Rava Dosa (1 Piece) and Coconut Chutney (1 Tablespoon)
Breakfast
150 mg/dL
avg. peak value
Usually causes a medium spike
Avg. Food Score on Ultrahuman App
Ultrahuman Users got an UNSTABLE response
How to consume Coconut Chutney, Rava Dosa without glucose spikes
Portion Control
Start by reducing the portion size of the coconut chutney and rava dosa. Enjoy smaller servings to minimize the impact on your blood sugar levels.
Add Fiber
Incorporate high-fiber foods into your meal. Consider adding a side of leafy greens or a small salad with kale or spinach, which can help slow down the absorption of carbohydrates.
Protein Boost
Pair your meal with a source of lean protein, such as grilled chicken or tofu. Protein can help stabilize blood sugar levels when consumed with carbohydrates.
Healthy Fats
Include healthy fats like avocado or a small serving of nuts, such as almonds or walnuts, to help moderate blood sugar responses.
Stay Hydrated
Drink plenty of water before and during your meal. Proper hydration can aid digestion and help manage blood sugar levels.
Slow Eating
Take your time to eat slowly and mindfully. This practice can help regulate your body's response to the meal by giving it time to process the food.
Pre-Meal Snack
Consider having a small, balanced snack before consuming the coconut chutney and rava dosa. A handful of mixed nuts or a piece of fruit like an apple can help moderate blood sugar spikes.
Opt for Whole Grains
If possible, choose a dosa made with whole grains or a blend including whole grains.
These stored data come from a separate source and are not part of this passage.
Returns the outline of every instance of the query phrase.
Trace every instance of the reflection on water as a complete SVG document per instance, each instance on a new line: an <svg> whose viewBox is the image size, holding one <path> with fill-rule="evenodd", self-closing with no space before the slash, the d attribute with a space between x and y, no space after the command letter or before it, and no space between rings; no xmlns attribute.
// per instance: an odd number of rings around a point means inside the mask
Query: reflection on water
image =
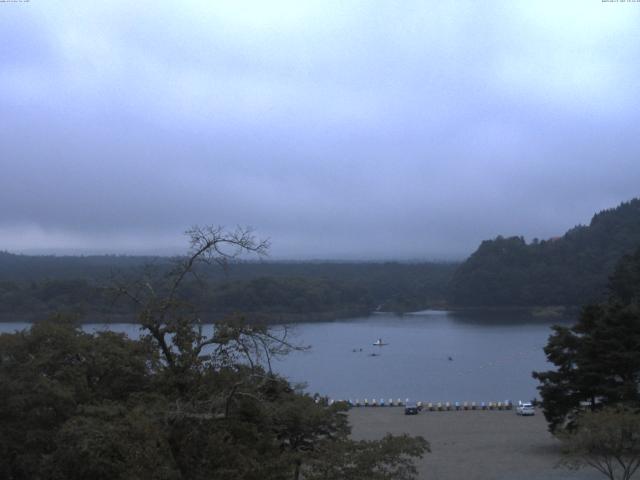
<svg viewBox="0 0 640 480"><path fill-rule="evenodd" d="M542 347L550 326L523 312L424 311L378 313L348 320L301 323L294 341L310 345L274 363L293 382L332 398L411 398L423 401L529 400L533 370L549 368ZM27 328L0 324L0 331ZM88 324L132 338L138 325ZM388 345L375 346L381 338Z"/></svg>

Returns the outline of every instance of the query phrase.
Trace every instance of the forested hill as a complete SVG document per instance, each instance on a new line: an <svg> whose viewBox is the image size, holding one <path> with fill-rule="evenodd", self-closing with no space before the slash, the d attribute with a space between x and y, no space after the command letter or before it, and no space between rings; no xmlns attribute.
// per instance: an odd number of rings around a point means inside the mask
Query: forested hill
<svg viewBox="0 0 640 480"><path fill-rule="evenodd" d="M130 314L114 302L115 278L163 275L167 257L27 256L0 252L0 319L79 313L86 321ZM150 266L150 267L149 267ZM203 315L242 312L285 321L333 319L381 308L397 312L442 306L452 263L236 262L202 266L184 297ZM197 283L197 284L196 284ZM98 318L99 317L99 318Z"/></svg>
<svg viewBox="0 0 640 480"><path fill-rule="evenodd" d="M594 215L588 226L527 244L486 240L456 270L458 306L583 305L604 299L617 261L640 246L640 199Z"/></svg>
<svg viewBox="0 0 640 480"><path fill-rule="evenodd" d="M0 282L41 280L102 281L131 268L168 264L168 258L129 255L16 255L0 251Z"/></svg>

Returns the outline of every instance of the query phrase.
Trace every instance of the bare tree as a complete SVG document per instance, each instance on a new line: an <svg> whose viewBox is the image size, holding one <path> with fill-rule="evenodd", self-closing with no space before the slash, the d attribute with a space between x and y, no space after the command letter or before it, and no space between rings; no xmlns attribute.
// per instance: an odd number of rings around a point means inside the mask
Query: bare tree
<svg viewBox="0 0 640 480"><path fill-rule="evenodd" d="M193 278L204 283L198 273L201 265L217 265L223 269L243 254L264 256L268 240L258 240L250 228L233 231L222 227L193 227L185 232L190 248L185 257L175 259L166 272L146 269L131 281L119 279L114 289L134 303L142 329L158 348L161 362L177 375L190 369L228 365L238 357L251 367L264 364L271 372L273 355L298 348L289 342L287 329L274 332L264 325L247 324L241 316L219 321L209 336L202 328L200 312L185 301L181 289ZM207 350L207 361L202 361Z"/></svg>

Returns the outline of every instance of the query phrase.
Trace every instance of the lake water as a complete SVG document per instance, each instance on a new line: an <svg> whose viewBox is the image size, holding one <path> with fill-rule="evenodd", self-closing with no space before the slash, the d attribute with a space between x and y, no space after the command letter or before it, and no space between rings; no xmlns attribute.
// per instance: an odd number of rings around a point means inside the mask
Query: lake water
<svg viewBox="0 0 640 480"><path fill-rule="evenodd" d="M292 382L306 382L310 393L335 399L530 400L537 396L531 372L550 368L542 348L553 323L516 313L442 311L300 323L289 327L293 339L310 350L273 367ZM27 327L0 323L0 332ZM131 324L83 328L139 334ZM374 346L378 338L387 345Z"/></svg>

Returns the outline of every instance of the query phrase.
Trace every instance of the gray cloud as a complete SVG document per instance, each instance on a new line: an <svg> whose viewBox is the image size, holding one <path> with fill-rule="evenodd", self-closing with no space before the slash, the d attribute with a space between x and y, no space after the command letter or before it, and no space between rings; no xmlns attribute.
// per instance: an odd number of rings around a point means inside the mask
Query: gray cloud
<svg viewBox="0 0 640 480"><path fill-rule="evenodd" d="M458 258L639 194L640 4L2 10L0 248Z"/></svg>

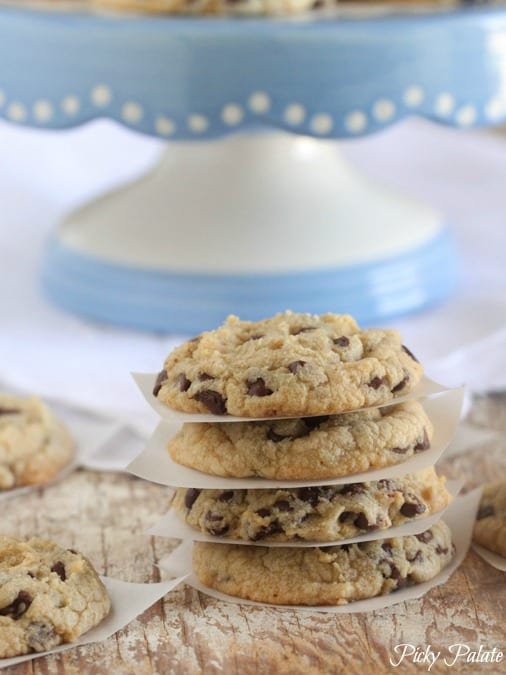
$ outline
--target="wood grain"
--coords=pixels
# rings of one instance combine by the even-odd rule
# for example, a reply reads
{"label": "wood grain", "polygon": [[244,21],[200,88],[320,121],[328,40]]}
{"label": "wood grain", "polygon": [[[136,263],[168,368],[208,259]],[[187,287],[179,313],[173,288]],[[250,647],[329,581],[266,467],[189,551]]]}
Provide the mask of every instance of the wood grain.
{"label": "wood grain", "polygon": [[[471,420],[506,434],[506,395],[474,401]],[[446,461],[441,470],[466,487],[506,476],[506,435]],[[170,490],[122,474],[77,471],[59,484],[0,503],[1,530],[79,548],[103,573],[126,581],[159,579],[155,563],[176,540],[143,531],[166,511]],[[369,614],[335,616],[218,602],[183,586],[100,644],[5,669],[5,675],[310,675],[423,673],[393,648],[430,645],[442,656],[431,673],[506,673],[502,663],[442,662],[448,647],[496,647],[506,654],[506,574],[470,552],[456,573],[419,600]]]}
This can provide more nutrients and fiber.
Exercise
Engage in light physical activity, such as a short walk, after your meal. Exercise can help lower post-meal blood sugar levels by increasing insulin sensitivity.
Monitor Consistently
Keep track of your blood sugar levels regularly to identify patterns and adjust your dietary habits accordingly.